I just watched the awesome talk of Yukihiro "Matz" (bellow) about the future of Ruby.
There are lots of things to learn from there, please watch.
He talks about SSS (Second System Syndrome - when you try to rewrite software from scratch) and how to avoid the problems of doing it. In summary: "don't". ^_^
If you are going to do a big rewrite do it piece by piece and keep compatibility. That's what he and the Ruby team are going to do for Ruby 3.0.
"No promises", he said, but he gave some general directions for Ruby next steps:
- Better interaction man ->machine and back. Actually, better errors (smart errors?) and a sort of static type checking, but not the way we are use to it. He called it "soft type checking", and it resembles more an static code analyser than a language feature :)
- Performance. They're trying JIT compilation alternatives,
- Concurrency (or should I call "parallelism") ^_^
Part 3 is by far the most interesting. The plan is to remove GIL (Global Interpreter Lock) in a compatible way.
How? Basically 3 steps:
- Introduce a better concurrency model than threads (I couldn't agree more).
- Give warnings on using threads directly.
- Remove GIL (and threads).
A little toy language called Streem was created to test the concept. And by the time of this writing (sep/2015), Matz is pretty active on it.
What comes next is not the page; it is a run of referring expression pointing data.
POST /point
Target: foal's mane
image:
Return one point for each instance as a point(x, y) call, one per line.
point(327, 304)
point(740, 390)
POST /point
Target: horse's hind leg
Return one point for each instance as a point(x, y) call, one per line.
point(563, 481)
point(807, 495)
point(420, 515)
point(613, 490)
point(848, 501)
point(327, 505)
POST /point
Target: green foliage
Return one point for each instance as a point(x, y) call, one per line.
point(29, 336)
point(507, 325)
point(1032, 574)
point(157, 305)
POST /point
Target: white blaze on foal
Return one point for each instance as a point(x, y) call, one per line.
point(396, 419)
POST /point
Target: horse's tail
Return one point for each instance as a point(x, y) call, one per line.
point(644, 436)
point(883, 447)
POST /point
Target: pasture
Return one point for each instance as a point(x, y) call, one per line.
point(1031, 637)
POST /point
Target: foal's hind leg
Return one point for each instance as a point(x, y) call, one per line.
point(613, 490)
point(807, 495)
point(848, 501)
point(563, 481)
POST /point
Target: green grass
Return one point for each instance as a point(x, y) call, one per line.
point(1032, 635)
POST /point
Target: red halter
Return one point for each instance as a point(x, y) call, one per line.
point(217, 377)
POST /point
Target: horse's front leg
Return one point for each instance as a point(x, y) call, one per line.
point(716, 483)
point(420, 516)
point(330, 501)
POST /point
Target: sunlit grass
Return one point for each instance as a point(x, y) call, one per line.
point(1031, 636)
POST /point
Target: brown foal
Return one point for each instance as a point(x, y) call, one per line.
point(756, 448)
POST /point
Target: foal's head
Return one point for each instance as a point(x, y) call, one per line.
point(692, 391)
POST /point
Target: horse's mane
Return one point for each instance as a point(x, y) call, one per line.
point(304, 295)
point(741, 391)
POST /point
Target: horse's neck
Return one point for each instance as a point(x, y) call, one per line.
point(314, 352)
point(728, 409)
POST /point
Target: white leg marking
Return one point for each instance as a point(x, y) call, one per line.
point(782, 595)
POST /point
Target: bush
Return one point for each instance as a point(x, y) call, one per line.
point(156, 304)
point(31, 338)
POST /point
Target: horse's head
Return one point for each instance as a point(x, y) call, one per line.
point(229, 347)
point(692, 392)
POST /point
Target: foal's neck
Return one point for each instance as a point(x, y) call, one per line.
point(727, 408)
I wonder if he had some contact with the work of J. Paul Morrison. As far as I know, Paul is working with this kind of thing, Flow Based Programming, for a couple of decades. His book is really comprehensive on the concept.
I really hope we go that way, my little experience with some of the FBP concepts were amazing. I found it easier and a less error prone approach to concurrency than all other alternatives I tried.